En Sıcak Konular

Nuh Gönültaş


Nuh Gönültaş
0 0 0000

Yeni bir Sezer daha seçmeyelim, tahammül edemeyiz!



Cumhurbaşkanlığı seçimleri için takvim resmen olmasa da fiilen işlemeye başladı.

Belki de dünyanın başka hiçbir ülkesinde yetkileri sınırlı bir mevki için bu kadar tantana yapılmamıştır. Ama Türkiye böyle bir ülke işte...

Aslında şimdiden bu kadar gürültünün kopmasını ülkenin daha çok demokratikleşmesine de bağlayabiliriz. Neticede, sadece demokrasinin olduğu ortamlarda tartışmalar olacaktır ve bu tartışmalar sonrasında siyasi sistem, bir dengeye ulaşacaktır! Türkiye Cumhuriyeti, 83. yıldönümünü kutladı geçenlerde. Bu süre içinde 10 cumhurbaşkanı görev yaptı. Belki birçoğumuz bu cumhurbaşkanlarından pek azının gerçekten seçimle işbaşına geldiğini bilecektir.

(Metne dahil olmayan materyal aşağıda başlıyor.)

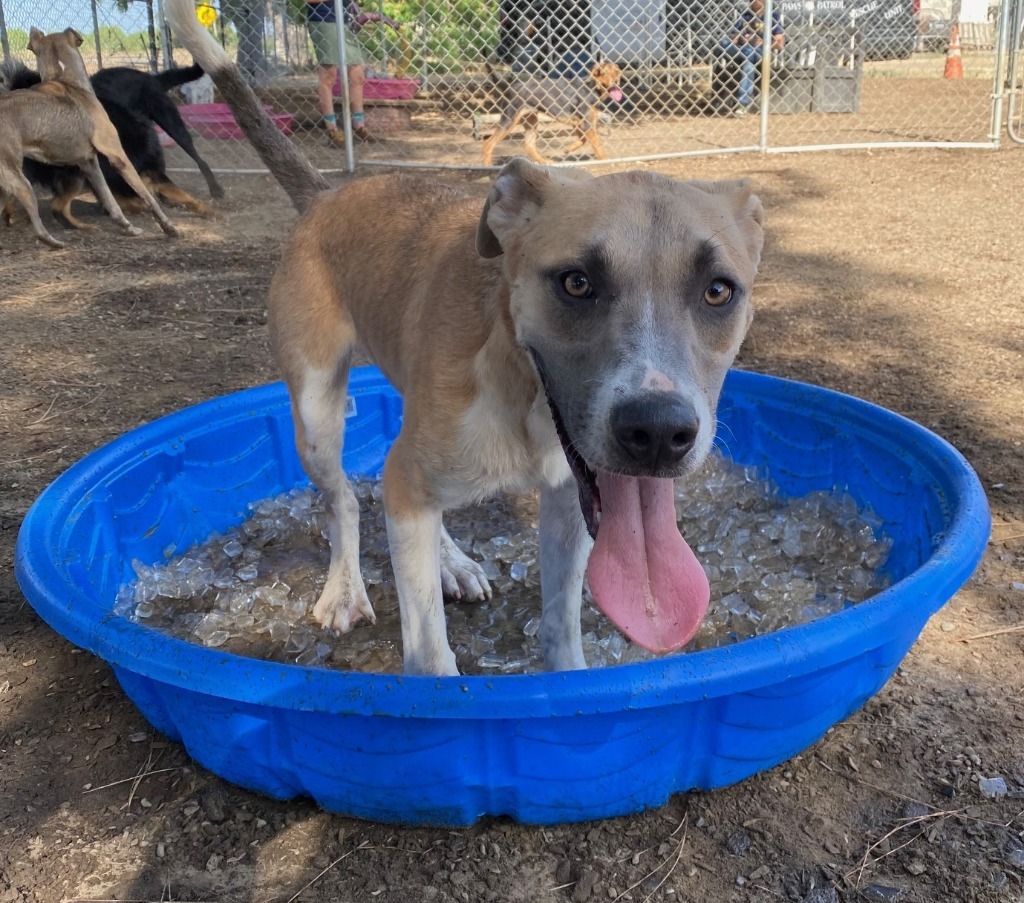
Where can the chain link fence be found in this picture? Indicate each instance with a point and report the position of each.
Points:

1. Cumhurbaşkanımız Mustafa Kemal Atatürk’tü. Atatürk vefatına kadar tam 15 yıl cumhurbaşkanı olarak görev yaptı. Peki bu süre içinde 4 kez seçim yapıldığını biliyor muydunuz? 29 Ekim 1923, 1 Kasım 1927, 4 Mayıs 1931 ve 1 Mart 1935 Atatürk için yapılan seçimlerdi.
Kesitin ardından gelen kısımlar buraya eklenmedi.